Having talked about how the Trust came to be set up and its involvement with property in the town I will now discuss the very wide range of things the Trust has funded.
Trustees have always been interested in education, having set up a Commercial School in 1762 and paying the teacher’s salary of £12.50 per year. This taught useful subjects to ready young Bidefordians for a merchant’s life – it continuing until well into the nineteenth century. In 1823 the Church of England set up a ‘National’ School in Old Town on the site now occupied by the Fire Station – with the Trust paying the teacher’s salary of £35 per year.
Some 15 years later local nonconformists established the ‘British’ School in Higher Gunstone (the building is still there) and the Trust, in a wonderful example of non-sectarianism, paid the £35 per annum salary of the school’s teacher. In 1844 an infant school was built at the top of Honestone Street (today’s Angling Club) and the Trust became a generous benefactor to this – as it did when the School of Art on the Quay was built in 1896.
When the new Bideford College first became a solid project I, as chairman of the Trust, was approached by the College head Veronica Matthews wondering whether we would like to ‘buy some computers’ for the new school. Veronica is an ex-tutee of mine (so is Katie Hopkins but the less I say about her the better I think!) and I was glad that the Trust gave £1/2 million (its largest ever grant) to the scheme.
Today any student living within the parish of Bideford is automatically eligible for £400 worth of book grants if they enter higher education. We also offer bursaries of £500 per annum and even ‘hardship grants’ to all students in the area. We also fund youngsters going on school trips where teachers wish us to help students from poorer backgrounds.
The Trust also gives backing to a lot of the local sports clubs including rowing, football and rugby – and in the 1720s we even set up a ‘Bowling Green’ somewhere near the top of High Street – which for me always conjures up a picture of errant bowls rolling down the hill to the river!
One group has always been high up on our list of those we help – the poor. In the eighteenth century we gave £12 annually to help the poor of Bideford, as well as one-off payments such as giving £20 in 1766 to buy food and sell it at subsidised prices to the poor ‘at this time of dearness of Corn’. In 1831 there was very high unemployment in the town and the Trust put aside two acres of land in Northdown Lane (as it then was) for use as allotments – the first established in Bideford. Again in 1797 William Richards ‘a poor Aged Man’ was given 3 guineas (£3.15) ‘to buy him a Horse to carry Coals in lieu of his Horse which lately broke his Thigh.’ Today we still deal with cases passed on to us by Social Services and various other charities.

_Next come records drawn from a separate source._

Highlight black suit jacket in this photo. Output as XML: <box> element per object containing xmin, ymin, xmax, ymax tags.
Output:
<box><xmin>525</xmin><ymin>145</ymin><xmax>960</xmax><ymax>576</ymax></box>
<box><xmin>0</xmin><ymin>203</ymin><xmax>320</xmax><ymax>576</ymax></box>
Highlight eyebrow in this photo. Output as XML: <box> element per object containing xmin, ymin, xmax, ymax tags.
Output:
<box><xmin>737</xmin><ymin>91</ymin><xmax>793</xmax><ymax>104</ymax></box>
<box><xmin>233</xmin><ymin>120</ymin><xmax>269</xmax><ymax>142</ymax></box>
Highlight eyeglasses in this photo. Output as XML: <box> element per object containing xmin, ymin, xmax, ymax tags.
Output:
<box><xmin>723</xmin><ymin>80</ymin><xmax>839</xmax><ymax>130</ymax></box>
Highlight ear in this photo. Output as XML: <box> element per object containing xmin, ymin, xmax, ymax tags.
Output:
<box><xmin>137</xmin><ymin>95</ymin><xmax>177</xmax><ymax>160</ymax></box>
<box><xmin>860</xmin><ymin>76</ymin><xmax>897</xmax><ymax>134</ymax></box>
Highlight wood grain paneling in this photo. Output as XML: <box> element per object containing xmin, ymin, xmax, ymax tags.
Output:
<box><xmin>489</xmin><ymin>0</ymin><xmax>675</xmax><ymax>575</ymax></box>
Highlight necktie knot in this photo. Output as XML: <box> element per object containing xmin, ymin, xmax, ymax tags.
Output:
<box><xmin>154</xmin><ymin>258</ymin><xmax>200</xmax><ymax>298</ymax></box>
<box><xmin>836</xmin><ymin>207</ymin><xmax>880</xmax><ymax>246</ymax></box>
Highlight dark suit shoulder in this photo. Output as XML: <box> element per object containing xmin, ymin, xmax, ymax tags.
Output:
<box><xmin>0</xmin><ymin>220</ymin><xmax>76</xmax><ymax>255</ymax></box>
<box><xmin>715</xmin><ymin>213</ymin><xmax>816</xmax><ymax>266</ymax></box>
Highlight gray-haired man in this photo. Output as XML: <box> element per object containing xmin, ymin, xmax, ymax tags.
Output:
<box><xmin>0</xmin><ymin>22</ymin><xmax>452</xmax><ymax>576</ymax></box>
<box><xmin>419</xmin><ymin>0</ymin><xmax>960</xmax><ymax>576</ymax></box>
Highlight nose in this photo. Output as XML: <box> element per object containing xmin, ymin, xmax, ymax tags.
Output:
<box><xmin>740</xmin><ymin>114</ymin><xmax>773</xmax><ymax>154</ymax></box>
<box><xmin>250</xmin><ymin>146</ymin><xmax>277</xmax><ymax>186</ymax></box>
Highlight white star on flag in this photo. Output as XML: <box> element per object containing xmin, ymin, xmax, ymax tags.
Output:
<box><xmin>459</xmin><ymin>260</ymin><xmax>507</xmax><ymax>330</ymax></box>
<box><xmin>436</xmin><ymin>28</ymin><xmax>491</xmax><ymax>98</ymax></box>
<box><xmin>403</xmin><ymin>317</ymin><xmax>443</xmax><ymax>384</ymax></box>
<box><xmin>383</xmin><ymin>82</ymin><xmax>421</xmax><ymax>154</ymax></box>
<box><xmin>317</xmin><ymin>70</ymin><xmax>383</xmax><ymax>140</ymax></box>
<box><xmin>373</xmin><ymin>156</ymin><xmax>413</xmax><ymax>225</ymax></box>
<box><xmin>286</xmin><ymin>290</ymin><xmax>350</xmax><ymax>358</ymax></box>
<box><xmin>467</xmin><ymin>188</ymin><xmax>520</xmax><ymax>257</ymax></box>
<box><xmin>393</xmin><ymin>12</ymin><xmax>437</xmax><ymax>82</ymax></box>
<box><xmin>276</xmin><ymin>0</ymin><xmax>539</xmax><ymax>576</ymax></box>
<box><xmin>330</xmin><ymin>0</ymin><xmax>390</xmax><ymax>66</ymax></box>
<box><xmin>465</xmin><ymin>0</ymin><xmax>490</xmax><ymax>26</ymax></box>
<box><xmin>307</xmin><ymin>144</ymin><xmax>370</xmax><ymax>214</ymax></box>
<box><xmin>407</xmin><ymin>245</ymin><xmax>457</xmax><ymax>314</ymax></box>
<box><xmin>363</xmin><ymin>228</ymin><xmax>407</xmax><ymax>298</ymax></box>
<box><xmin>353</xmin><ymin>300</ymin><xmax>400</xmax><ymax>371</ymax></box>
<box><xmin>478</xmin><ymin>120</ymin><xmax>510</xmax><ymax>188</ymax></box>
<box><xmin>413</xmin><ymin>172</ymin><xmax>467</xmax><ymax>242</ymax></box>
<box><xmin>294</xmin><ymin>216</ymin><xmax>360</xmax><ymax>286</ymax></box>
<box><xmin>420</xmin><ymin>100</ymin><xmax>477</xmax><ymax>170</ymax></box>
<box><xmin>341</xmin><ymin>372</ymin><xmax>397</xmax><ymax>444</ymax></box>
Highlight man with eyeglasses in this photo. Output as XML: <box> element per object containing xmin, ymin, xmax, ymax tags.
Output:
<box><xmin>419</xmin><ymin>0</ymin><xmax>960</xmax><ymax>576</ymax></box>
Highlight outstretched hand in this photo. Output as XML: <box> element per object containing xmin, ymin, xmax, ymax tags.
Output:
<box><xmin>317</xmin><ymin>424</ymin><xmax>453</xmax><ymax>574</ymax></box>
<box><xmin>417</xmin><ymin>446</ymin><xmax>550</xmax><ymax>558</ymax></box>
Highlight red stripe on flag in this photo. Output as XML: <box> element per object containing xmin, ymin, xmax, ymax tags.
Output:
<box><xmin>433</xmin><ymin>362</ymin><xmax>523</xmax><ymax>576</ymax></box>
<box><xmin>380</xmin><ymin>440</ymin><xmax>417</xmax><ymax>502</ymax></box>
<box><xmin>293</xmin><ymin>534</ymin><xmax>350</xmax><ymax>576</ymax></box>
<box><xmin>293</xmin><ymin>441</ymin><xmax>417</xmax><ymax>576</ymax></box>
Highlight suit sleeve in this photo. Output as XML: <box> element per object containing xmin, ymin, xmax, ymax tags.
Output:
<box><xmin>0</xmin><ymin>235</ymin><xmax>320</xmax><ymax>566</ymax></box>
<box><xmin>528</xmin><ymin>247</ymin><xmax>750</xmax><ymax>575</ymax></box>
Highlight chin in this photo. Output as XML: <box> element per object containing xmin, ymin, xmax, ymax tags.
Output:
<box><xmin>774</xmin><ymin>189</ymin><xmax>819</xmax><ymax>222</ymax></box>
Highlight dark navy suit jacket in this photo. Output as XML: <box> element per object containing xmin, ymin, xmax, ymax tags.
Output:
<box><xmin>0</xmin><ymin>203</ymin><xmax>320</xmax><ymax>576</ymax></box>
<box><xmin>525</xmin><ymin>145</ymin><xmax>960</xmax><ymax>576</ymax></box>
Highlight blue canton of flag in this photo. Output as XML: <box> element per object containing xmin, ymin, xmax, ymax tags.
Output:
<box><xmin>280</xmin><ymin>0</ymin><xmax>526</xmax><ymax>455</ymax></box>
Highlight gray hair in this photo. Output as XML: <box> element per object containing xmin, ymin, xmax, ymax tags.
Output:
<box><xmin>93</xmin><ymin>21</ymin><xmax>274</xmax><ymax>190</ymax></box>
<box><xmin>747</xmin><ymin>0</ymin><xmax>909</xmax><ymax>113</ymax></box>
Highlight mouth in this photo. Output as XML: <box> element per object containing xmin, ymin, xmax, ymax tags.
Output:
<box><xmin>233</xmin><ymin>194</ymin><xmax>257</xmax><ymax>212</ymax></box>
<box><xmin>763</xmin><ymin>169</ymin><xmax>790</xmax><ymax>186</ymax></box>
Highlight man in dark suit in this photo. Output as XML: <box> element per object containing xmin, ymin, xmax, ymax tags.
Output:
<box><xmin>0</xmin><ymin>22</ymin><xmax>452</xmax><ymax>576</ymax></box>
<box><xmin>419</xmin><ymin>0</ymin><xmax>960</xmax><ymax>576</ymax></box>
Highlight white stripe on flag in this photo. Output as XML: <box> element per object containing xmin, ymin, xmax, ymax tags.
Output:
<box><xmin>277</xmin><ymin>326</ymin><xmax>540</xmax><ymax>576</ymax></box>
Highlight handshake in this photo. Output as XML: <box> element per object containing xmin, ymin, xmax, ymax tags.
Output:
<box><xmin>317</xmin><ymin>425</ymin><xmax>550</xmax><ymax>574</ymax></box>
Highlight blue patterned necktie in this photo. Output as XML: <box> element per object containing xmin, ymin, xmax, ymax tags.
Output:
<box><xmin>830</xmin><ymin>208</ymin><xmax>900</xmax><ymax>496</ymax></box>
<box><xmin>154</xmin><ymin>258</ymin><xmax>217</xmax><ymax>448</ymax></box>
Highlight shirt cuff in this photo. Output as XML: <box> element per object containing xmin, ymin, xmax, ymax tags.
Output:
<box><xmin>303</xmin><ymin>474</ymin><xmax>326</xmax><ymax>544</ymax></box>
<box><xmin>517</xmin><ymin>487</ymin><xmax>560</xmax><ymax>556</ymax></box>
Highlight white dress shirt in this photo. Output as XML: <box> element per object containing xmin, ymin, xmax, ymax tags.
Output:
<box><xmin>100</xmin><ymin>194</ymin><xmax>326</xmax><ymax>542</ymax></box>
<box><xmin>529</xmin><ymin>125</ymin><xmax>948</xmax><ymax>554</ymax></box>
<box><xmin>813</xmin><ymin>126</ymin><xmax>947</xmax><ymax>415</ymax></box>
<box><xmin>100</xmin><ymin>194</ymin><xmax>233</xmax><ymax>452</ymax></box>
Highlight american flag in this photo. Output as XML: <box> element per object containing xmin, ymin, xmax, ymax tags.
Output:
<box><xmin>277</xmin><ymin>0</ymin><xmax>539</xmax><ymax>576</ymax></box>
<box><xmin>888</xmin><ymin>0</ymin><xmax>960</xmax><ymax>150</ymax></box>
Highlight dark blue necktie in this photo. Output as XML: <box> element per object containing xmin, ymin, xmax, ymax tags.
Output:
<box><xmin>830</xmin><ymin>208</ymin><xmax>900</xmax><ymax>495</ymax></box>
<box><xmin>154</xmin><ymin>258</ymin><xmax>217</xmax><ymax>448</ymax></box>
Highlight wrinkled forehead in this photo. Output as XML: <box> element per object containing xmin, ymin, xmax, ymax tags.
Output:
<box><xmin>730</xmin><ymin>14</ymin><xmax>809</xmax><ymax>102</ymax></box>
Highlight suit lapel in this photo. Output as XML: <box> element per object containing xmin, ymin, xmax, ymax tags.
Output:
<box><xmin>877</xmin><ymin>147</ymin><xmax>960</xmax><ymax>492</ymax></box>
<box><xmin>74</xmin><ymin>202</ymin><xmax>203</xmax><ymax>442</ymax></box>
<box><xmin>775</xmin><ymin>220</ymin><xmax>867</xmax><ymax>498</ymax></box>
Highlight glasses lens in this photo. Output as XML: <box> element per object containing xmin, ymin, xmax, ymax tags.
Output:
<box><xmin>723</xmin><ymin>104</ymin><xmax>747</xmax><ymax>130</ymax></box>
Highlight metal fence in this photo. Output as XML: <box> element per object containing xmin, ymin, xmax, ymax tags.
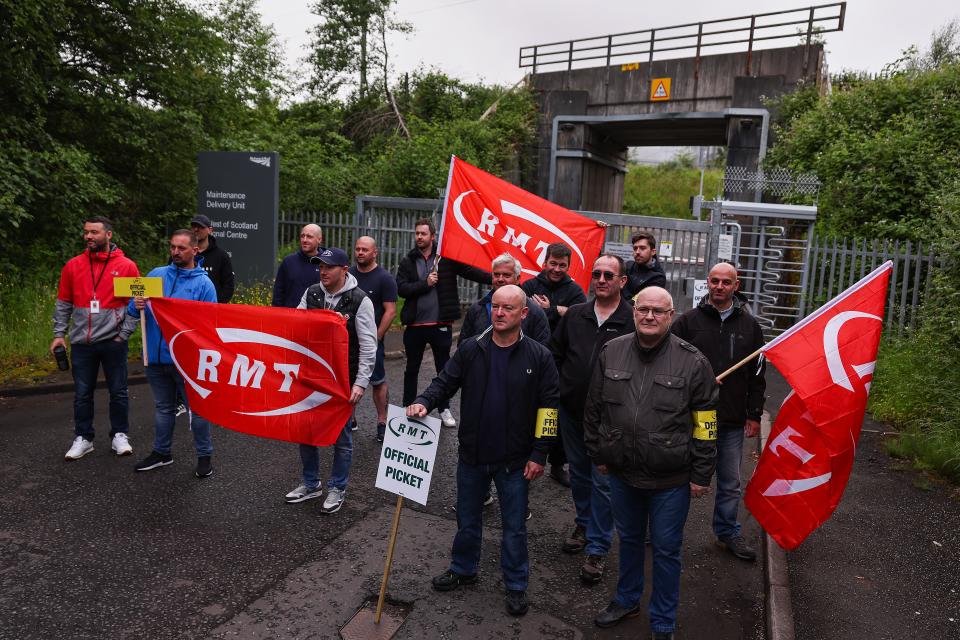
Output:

The Trust regularly helps with medical issues having put funds towards hospital minibuses, the ‘Chestnut Appeal’, electric wheelchairs and specialist medical equipment for our local hospital. Back in 1787 (and on two other occasions) we even paid for the town’s poor to be inoculated against smallpox – and paid for one poor individual to be treated for his mental illness at ‘Bedlam’ hospital on London.
Other funding has been directed to fire fighting – in the 1770s we bought the town’s first fire engine – really a large pump, and also its second in 1803 when the town council refused to spend the money. More recently we paid for the new toilets in Victoria Park, the Queen’s Jubilee fountains on the Quay and helped fund the Jubilee Square scheme.
Finally we have had a long tradition of paying for apprenticeship indentures and the tools needed by these young people. Today such traditional apprenticeships have gone and so we now fund ‘Business Start-Ups’ where people on low incomes or who are unemployed and who wish to start in business are given a two part grant of £5000 to help them on their way. This scheme has been running for 16 years now and although not every one has been successful many people are now running their own business and employing others.
You may have been surprised at what the Trust does – certainly, without its benign presence in the town, Bideford and its surrounding area would be by far the poorer. If you wish to know more about the Trust and its history there is a small booklet entitled ‘The Long Bridge of Bideford through the centuries’ available from Walter Henry’s in High Street or the Burton Art Gallery and museum.